Users can start building conversational agents by logging into their ElevenLabs account, selecting a template, or creating a new project. They can select the agent's primary language, first message, and system prompts to determine the agent's personality.
In addition, developers need to choose a large language model (such as Gemini, GPT, or Claude), the temperature of the response (determines creativity), and token usage restrictions.
Users can also add knowledge bases such as files, URLs, or text blocks according to their needs to enhance the capabilities of the conversational bot. At the same time, they can integrate their own custom large language models with the bot. ElevenLabs' SDK is compatible with Python, JavaScript, React, and Swift, and the company also provides a WebSocket API for further customization.

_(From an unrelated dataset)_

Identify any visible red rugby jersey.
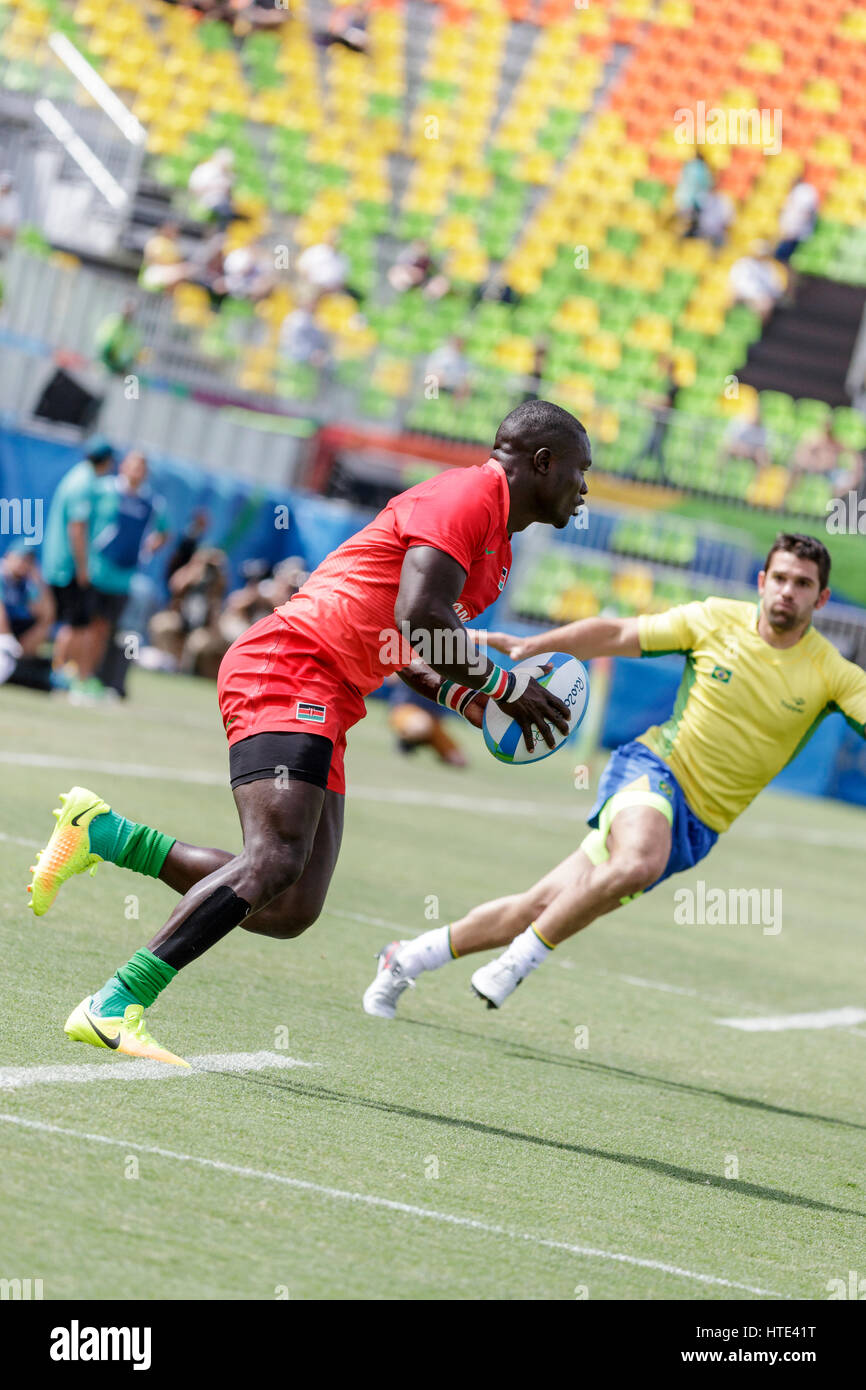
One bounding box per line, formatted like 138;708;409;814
277;459;512;695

The company also allows users to define data collection criteria, such as the name and email of the customer who spoke to the agent, and use natural language to define criteria for evaluating the success of the call.

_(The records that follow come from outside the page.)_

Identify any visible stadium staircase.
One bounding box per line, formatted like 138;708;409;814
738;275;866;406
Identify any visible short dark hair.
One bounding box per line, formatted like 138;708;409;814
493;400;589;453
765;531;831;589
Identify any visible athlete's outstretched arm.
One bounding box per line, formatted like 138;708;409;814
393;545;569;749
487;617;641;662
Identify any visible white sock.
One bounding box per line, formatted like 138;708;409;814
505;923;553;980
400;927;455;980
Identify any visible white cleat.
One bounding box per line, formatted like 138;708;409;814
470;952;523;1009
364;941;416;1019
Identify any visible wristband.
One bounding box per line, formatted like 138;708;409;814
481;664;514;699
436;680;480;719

ElevenLabs is leveraging its existing text-to-speech pipeline while also developing speech-to-text capabilities for new conversational AI products. Currently, the company does not offer a separate speech-to-text API, but it may launch it in the future, thus competing with the speech-to-text APIs of companies such as Google, Microsoft, and Amazon, as well as with OpenAI's Whisper, AssemblyAI, Deepgram, Speechmatics, and Gladia. APIs compete.
The company plans to raise a new round of funding at a valuation of more than $3 billion and is competing with other voice AI startups such as Vapi and Retell, which are also building conversational agents. What's more, ElevenLabs will compete with OpenAI's real-time conversation API. However, ElevenLabs believes its ability to customize and the flexibility to switch models will give it an edge over the competition.
Highlight:
ElevenLabs has launched a new feature for building conversational AI agents that allows users to customize multiple variables.
Users can add knowledge bases to enhance agent capabilities and integrate custom large language models with them.
ElevenLabs plans to raise funding at a valuation of more than $3 billion and compete with rivals such as OpenAI.
All in all, ElevenLabs’ new capabilities provide unprecedented flexibility and convenience for building custom conversational AI agents, which will propel it to a more favorable position in the highly competitive AI market. In the future, the development of ElevenLabs deserves continued attention.